O líder do PL na Câmara, Sóstenes Cavalcante, afirmou nesta segunda-feira (21) que o partido pretende manter o deputado licenciado Eduardo Bolsonaro (PL-SP) no cargo até o fim da legislatura, mesmo que ele continue morando no exterior após o término de sua licença.
“Até o dia 4 [de agosto], não há faltas por conta do recesso. Depois disso, ele pode se ausentar. Estamos buscando soluções para que Eduardo continue exercendo o mandato até o final”, disse Sóstenes.
Ele apresentou um projeto para alterar o regimento interno da Casa e permitir a prorrogação da licença parlamentar de 120 dias por mais 120, totalizando cerca de oito meses.
A proposta de Sóstenes permite a renovação, uma única vez por sessão legislativa, da licença não remunerada por “interesse particular”, estendendo o período total de afastamento para até 240 dias no ano. O deputado argumenta que servidores públicos podem tirar até três anos de licença não remunerada e que a mudança busca dar tratamento isonômico aos parlamentares.
A declaração surge em meio a críticas internas sobre a ausência de Eduardo no país, especialmente após o recente tarifaço anunciado pelo presidente dos Estados Unidos, Donald Trump. Sóstenes, no entanto, minimizou os atritos.
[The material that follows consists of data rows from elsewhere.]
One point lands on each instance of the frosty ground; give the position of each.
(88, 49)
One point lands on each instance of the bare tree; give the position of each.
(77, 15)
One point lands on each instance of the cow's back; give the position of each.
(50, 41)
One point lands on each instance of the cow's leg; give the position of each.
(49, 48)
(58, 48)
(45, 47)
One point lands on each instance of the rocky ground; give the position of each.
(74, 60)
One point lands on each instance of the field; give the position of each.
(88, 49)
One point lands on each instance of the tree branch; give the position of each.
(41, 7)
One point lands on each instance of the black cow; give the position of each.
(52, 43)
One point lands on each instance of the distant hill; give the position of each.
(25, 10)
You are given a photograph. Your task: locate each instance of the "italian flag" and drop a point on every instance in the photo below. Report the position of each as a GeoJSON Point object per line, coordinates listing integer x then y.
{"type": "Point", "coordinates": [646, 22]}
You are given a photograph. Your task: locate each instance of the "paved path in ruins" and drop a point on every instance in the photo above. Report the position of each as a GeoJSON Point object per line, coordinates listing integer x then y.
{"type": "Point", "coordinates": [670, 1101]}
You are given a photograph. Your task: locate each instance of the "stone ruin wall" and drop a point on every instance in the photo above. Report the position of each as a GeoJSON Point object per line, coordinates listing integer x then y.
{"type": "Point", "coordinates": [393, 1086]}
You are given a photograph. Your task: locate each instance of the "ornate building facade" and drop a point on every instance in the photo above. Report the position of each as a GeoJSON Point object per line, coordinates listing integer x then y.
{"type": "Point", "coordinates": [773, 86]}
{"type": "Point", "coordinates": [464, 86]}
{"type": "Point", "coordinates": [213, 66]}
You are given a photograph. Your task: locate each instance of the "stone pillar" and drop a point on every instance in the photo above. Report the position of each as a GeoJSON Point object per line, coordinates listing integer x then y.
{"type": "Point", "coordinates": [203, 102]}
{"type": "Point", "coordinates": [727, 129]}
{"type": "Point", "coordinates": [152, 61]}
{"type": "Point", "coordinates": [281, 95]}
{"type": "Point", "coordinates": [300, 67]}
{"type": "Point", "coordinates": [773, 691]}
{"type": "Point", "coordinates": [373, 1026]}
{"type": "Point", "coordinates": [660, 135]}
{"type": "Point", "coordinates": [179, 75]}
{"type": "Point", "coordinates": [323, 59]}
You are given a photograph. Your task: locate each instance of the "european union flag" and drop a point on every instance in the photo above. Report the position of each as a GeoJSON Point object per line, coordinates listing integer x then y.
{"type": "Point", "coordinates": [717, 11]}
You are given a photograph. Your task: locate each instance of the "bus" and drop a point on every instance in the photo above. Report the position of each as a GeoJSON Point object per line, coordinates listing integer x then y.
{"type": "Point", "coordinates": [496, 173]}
“Teve ruído, sim. Ele e o governador Tarcísio [de Freitas, de São Paulo] se estranharam, mas isso já está superado. Zero estresse. Estamos solidários e gratos pelo trabalho que ele tem desempenhado. O tarifaço não foi ele que pediu, foi uma decisão de Trump. O que ele solicitou foi a suspensão dos vistos e outras medidas que agora começam a aparecer”, afirmou.
Mesmo com o recesso parlamentar, a bancada do PL se reúne nesta segunda-feira para discutir as medidas cautelares impostas ao ex-presidente Jair Bolsonaro, que passou a usar tornozeleira eletrônica na semana passada por decisão do ministro Alexandre de Moraes. Eduardo Bolsonaro deve participar do encontro por videoconferência.